The government divides the average pay of workers into 60 different levels, ranging from $1 to $50 million. Johnston reports that the average pay declined in 59 of the 60 levels. The only group whose wages didn’t fall was people making over $50 million a year. The average pay of that group increased by $12.8 million, to $111.7 million, but their numbers decreased — from 166 people in 2012 to 110 people last year, which is a decrease of a third.
The SSA data showed there were 2.1 million more people working in 2013 than in 2012, which was close to the 2.4 million increase in the population, a positive trend. But over the last 13 years, the number of people working increased by 5.7 percent while the population increased by 12 percent. So although the unemployment rate dropped below 6 percent in September for the first time in six years as the economy added 248,000 jobs, there is still a serious job shortage in the country. That results in increased competition for jobs, decreasing wages and discouraging many people from even looking.
Johnston attributes the recent decline in corporate profits to the overall decline in the purchasing power of Americans. Simply put, when people make less money, they spend less money. So that lowers corporate profits, thus lowering wages and hiring — and revving up a vicious cycle.
“Better pay and more jobs would help remedy this, but congressional gridlock is holding back economic reforms as a minority of lawmakers blocks government investments that fuel economic growth — especially investments in basic research, education and infrastructure,” Johnston writes.
He also points out that the decline in unions in this country has lowered pay.
“While the United States’ major economic competitors Europe, Japan and Canada are heavily unionized, only about 1 in 15 American private sector workers is a member of a union,” Johnston says. “Employers are in such a powerful position at this point that it may be misleading to speak of a job market in the traditional sense of an open, competitive marketplace for labor. Instead we have created a one-sided market with take-it-or-leave-it pay for the vast majority of workers who lack unique talents.”
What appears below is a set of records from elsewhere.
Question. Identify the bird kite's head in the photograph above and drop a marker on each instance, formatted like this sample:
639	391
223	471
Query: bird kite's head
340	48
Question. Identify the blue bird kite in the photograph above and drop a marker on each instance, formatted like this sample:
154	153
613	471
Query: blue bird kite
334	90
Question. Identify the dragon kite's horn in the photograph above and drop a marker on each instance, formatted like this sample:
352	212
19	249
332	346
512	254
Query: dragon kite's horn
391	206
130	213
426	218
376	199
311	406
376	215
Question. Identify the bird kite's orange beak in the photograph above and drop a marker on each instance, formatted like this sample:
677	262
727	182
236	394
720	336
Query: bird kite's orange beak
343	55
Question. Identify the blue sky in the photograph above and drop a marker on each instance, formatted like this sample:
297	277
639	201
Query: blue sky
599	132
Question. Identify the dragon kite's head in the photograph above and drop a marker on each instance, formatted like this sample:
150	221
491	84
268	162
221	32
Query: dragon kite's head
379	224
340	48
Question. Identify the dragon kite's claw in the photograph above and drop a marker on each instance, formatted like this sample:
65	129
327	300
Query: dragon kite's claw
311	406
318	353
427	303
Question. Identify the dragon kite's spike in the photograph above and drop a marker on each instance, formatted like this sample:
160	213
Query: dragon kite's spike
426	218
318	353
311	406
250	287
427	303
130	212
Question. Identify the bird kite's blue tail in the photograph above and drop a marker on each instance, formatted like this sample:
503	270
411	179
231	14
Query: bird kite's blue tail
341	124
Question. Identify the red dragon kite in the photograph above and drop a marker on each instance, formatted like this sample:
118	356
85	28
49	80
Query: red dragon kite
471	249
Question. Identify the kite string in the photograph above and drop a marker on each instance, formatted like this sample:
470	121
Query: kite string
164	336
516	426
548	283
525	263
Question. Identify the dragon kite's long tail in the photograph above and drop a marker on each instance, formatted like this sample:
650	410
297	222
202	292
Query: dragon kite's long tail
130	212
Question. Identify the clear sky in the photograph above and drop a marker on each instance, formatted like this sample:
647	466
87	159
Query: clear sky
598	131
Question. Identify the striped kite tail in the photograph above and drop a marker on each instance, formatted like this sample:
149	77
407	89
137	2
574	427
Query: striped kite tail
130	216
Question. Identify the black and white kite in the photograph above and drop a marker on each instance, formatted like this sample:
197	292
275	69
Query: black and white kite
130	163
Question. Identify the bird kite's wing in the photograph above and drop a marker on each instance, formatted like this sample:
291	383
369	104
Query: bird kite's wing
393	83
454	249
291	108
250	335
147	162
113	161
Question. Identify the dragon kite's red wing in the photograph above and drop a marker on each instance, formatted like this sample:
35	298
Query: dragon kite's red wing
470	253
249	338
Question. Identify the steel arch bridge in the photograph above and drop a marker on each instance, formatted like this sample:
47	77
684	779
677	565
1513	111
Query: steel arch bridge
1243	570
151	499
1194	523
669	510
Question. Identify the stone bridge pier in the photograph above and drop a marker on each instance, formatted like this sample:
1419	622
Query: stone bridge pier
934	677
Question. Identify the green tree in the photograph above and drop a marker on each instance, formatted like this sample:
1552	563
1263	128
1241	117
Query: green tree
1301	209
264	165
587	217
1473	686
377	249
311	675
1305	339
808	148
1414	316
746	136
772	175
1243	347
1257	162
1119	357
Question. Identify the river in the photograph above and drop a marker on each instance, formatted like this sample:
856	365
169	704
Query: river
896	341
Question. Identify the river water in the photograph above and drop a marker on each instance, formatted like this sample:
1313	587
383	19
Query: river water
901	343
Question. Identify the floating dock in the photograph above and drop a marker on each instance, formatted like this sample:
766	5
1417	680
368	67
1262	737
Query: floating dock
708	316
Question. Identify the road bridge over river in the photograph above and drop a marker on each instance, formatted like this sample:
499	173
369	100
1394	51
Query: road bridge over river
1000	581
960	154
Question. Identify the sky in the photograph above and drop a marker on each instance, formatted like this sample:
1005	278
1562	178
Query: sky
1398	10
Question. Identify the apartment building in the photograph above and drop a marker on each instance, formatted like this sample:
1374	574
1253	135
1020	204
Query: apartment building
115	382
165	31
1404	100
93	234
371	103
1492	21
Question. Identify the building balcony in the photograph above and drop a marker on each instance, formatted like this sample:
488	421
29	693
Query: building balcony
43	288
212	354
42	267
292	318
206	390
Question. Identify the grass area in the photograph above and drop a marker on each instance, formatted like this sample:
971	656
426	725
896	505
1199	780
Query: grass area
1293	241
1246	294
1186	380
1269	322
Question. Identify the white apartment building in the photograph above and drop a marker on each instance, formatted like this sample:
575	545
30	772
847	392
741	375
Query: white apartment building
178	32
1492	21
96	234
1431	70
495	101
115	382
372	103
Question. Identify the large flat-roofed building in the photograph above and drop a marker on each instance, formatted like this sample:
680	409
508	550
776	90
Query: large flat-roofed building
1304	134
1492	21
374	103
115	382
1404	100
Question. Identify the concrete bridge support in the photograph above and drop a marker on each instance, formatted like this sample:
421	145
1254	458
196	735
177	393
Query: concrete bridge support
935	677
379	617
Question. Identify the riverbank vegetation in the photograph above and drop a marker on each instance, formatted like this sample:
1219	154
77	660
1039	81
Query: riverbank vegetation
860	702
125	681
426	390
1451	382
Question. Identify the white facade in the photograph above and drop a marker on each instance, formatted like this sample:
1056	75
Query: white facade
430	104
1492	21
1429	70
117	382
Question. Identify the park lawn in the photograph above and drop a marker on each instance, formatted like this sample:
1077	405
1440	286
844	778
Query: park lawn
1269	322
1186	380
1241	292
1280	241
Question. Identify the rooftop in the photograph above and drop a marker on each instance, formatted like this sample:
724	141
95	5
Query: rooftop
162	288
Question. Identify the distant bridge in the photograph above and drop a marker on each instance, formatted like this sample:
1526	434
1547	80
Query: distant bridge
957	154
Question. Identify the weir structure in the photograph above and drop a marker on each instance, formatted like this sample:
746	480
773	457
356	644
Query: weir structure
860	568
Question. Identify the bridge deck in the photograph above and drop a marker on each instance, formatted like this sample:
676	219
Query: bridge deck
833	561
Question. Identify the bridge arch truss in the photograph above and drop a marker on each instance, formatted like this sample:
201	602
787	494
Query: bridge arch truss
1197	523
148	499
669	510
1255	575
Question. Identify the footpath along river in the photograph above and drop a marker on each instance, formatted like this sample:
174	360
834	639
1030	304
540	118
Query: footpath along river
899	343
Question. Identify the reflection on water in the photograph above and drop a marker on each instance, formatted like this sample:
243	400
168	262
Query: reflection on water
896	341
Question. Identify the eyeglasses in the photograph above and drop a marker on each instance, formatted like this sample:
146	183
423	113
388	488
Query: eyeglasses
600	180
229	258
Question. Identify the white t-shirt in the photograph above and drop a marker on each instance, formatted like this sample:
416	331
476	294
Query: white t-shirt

How is the pay of Americans distributed across the spectrum? Nearly two-fifths of jobs pay less than $20,000, almost three-fourths pay under $50,000, and 99 percent pay under $250,000.
For those Americans making $1 million to $50 million, the number of jobs dropped from 119,200 in 2012 to 113,000 last year, meaning about 1 in 20 such jobs vanished. The average pay in that group fell by $118,000 to an average of $2.3 million.
“We can do better than this,” writes Johnston, also a bestselling author. “We can elect leaders who favor broad prosperity through time-tested principles that encourage investment in economically productive activities rather than in financial speculation and unproductive assets such as mansions and yachts, that favor domestic jobs rather than offshoring, that restore bargaining power to workers and that recommend major new public investments that will make the economy more efficient and expand the knowledge base from which wealth creation springs.”